A function that takes in an already existing starting location based on unsupervised clustering attempts. I.G. Kmeans or Hieriarchical cluster assignment. SillyPutty optimizes the pre-exisitng cluster assignments based on the best silhouette width score.

Usage

SillyPutty(labels, dissim, maxIter = 1000, loopSize = 15, verbose = FALSE)

Arguments

labels

A numeric vector containing pre-computed cluster labels

dissim

An object of class dist; that is, a distance matrix.

maxIter

A numneric vetor of length one; the maximum number of individual steps, each of which reclassifies only one object

loopSize

How many steps to retain in momry to test if you have entered an infinite loop while rearranging objects.

verbose

A logical vector of length one; should you output a lot of information while running?

Details

The SillyPutty function processes a pre-computed cluster assignment along with a distance metric and returns a s4 object. The cluster component is a list of the new cluster assignments based on best silhouette width score. The silhouette is a dataframe containing the silhouette width score calculated by SillyPutty. The minSw contains a positive and negative version of the minimum silhouette width score.
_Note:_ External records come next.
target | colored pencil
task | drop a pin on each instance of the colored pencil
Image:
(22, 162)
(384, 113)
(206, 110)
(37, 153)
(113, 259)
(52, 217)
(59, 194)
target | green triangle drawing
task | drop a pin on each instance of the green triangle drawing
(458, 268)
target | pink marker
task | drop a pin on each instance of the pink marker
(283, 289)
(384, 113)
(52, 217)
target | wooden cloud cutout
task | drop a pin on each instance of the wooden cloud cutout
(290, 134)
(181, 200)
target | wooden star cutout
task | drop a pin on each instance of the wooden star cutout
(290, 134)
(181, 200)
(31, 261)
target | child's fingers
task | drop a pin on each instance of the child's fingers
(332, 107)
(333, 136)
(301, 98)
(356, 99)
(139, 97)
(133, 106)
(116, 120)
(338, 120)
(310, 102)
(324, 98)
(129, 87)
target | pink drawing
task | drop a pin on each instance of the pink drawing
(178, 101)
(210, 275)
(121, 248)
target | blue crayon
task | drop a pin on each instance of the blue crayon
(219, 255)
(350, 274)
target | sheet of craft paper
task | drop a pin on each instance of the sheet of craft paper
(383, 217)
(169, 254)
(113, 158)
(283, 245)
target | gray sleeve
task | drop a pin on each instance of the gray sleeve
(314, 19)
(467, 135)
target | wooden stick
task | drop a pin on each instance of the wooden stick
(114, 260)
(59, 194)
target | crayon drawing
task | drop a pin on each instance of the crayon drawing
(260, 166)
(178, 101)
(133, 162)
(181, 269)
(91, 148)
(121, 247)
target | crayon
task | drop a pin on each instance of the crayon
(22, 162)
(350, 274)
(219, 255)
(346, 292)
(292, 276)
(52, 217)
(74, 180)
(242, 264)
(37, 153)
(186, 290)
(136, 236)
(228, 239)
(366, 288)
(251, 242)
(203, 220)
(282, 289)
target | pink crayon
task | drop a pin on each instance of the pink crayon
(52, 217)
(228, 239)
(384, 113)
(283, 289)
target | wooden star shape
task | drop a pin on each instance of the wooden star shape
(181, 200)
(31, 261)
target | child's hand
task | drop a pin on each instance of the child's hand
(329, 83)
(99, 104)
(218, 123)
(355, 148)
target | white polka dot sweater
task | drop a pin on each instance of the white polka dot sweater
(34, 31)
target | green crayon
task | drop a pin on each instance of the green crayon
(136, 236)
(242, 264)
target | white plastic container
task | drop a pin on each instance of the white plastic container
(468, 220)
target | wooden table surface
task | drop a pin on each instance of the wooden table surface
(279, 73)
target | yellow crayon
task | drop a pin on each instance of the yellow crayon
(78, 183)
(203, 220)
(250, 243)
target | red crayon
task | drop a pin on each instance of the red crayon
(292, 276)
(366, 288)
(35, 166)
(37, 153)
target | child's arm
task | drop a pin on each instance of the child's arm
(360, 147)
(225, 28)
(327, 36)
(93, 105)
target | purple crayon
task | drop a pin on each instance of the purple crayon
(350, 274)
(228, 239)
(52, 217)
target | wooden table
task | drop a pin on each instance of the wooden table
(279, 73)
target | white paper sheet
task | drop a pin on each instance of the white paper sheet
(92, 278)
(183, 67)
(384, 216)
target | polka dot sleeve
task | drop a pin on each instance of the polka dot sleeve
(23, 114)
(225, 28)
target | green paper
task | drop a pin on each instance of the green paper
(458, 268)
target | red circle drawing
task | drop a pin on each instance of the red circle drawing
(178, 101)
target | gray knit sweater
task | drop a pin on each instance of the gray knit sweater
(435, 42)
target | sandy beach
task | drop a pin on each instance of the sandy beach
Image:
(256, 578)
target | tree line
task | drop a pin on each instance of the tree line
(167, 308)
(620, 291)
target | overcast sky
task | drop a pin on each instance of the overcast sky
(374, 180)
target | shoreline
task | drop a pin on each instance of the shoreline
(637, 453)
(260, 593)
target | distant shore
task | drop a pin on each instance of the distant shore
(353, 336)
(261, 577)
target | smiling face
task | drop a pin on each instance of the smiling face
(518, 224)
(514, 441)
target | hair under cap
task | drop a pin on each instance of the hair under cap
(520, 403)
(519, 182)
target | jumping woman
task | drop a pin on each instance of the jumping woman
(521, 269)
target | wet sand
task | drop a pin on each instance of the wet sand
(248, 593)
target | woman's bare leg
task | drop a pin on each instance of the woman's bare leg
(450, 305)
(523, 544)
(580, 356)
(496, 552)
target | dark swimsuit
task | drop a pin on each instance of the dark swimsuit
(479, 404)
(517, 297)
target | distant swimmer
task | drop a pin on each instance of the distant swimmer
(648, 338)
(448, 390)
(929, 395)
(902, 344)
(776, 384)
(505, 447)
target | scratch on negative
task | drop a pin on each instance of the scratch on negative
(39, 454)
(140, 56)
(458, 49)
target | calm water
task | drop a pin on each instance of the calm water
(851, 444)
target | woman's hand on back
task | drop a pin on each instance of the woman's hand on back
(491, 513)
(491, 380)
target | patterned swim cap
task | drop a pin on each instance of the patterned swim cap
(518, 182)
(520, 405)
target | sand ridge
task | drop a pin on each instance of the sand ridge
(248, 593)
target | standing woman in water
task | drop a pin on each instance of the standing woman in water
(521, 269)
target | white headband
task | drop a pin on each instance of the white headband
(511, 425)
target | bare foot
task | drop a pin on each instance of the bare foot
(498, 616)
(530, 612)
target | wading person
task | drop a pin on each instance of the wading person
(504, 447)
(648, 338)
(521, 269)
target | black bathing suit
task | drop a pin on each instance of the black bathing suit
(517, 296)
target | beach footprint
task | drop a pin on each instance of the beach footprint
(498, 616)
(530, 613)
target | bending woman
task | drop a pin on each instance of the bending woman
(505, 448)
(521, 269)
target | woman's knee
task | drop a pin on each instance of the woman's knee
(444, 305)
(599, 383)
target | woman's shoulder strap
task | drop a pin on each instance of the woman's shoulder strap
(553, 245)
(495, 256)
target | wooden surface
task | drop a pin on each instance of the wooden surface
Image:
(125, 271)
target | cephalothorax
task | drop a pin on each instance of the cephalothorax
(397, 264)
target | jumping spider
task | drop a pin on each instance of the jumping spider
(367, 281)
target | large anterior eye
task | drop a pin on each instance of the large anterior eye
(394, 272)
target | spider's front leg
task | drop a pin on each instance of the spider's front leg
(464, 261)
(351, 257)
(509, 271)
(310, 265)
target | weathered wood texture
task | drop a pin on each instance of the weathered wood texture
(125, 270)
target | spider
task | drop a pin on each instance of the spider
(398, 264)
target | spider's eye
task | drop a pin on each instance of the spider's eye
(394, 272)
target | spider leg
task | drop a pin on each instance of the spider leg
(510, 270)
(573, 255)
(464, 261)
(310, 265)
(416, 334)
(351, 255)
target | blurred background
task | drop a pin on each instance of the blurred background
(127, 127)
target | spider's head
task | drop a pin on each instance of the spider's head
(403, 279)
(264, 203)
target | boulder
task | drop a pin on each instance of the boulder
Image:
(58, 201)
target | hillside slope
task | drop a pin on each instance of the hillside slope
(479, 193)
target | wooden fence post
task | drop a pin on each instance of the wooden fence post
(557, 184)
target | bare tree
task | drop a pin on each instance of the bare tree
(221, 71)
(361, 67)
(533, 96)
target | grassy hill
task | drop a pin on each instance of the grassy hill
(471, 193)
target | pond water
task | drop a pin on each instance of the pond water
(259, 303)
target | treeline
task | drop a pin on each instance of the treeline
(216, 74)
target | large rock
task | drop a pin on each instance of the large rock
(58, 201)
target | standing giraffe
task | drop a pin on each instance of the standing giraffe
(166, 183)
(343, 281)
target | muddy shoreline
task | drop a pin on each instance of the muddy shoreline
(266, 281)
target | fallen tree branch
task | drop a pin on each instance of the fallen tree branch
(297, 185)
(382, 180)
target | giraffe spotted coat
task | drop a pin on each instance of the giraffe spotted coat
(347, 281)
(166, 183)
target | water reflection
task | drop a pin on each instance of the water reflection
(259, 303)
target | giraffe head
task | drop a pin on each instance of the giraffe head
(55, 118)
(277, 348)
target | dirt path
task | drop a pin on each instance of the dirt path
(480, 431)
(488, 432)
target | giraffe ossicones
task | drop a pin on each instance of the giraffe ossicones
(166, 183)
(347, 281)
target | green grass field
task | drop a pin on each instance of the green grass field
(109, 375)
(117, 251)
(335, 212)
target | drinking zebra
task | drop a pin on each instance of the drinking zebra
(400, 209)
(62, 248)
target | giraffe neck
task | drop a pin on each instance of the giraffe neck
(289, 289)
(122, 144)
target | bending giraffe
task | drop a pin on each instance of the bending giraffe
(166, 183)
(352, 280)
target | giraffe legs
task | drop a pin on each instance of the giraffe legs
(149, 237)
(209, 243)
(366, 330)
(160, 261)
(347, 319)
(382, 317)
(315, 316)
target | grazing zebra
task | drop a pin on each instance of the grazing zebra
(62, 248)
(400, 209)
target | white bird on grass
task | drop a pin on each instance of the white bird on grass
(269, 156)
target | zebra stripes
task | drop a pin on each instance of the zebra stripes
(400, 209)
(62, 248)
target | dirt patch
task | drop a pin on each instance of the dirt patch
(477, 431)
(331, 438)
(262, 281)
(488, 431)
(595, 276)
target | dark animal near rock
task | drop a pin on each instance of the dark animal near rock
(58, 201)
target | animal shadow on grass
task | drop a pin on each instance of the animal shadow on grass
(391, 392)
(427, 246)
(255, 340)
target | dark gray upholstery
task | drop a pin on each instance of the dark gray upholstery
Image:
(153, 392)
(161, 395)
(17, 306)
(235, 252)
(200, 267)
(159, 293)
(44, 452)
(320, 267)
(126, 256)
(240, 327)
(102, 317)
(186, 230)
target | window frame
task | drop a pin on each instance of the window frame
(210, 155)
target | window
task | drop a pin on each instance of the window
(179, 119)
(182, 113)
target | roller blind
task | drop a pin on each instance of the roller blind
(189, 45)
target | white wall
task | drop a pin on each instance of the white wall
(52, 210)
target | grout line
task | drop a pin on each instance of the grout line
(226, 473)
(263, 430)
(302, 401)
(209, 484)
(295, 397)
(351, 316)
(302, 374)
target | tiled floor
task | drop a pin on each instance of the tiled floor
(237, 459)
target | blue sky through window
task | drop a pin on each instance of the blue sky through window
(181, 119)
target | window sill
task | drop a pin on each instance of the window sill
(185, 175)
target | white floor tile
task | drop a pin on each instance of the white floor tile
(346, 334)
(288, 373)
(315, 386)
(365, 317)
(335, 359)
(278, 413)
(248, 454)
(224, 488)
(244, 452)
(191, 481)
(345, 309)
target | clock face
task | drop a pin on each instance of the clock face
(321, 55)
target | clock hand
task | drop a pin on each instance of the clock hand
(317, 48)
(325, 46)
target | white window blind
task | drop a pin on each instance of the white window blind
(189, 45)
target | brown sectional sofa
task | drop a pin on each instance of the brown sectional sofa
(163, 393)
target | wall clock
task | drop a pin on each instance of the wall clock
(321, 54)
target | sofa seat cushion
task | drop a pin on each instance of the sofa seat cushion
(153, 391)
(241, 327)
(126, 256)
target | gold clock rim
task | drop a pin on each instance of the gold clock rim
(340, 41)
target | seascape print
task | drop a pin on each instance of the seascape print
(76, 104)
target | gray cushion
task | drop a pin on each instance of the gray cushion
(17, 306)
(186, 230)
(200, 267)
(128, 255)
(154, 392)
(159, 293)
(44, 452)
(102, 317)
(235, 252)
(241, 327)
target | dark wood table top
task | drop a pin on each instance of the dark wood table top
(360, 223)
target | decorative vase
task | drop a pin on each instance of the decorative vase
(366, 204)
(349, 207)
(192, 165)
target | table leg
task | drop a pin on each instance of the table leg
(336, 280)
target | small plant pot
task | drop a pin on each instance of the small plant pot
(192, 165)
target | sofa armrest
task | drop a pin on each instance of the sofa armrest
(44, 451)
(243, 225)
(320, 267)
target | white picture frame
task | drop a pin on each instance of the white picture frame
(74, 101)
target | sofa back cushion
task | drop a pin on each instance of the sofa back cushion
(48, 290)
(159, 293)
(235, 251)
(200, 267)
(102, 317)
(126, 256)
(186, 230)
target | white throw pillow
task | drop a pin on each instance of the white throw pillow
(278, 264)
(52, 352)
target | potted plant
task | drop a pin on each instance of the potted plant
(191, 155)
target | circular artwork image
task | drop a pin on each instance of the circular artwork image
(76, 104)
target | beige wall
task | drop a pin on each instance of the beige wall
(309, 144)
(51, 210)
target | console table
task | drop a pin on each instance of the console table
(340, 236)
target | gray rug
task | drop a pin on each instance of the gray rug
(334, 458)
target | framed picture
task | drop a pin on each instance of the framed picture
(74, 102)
The meanSW is a double vector that shows the average silhouette width score after applying SillyPutty to the cluster assignment.

Value

The constructor function SillyPutty, returns an object of the SillyPutty class.

Slots

cluster:

A list containing the adjusted cluster assignment that had the best silhouette width.

silhouette:

A dataframe containing the silhouette width scores.

minSW:

A silhouette double vector that contains the positive and negative version of the minimum silhouette width value.

meanSW:

A double vector that contains the average silhouette width value.

Author(s)

Kevin R. Coombes [email protected], Dwayne G. Tally [email protected]

References

Pending

Examples

data(eucdist)
set.seed(12)
hc  <- hclust(eucdist, "ward.D2")
clues <- cutree(hc, k = 5)
hcSilly <- SillyPutty(clues, eucdist)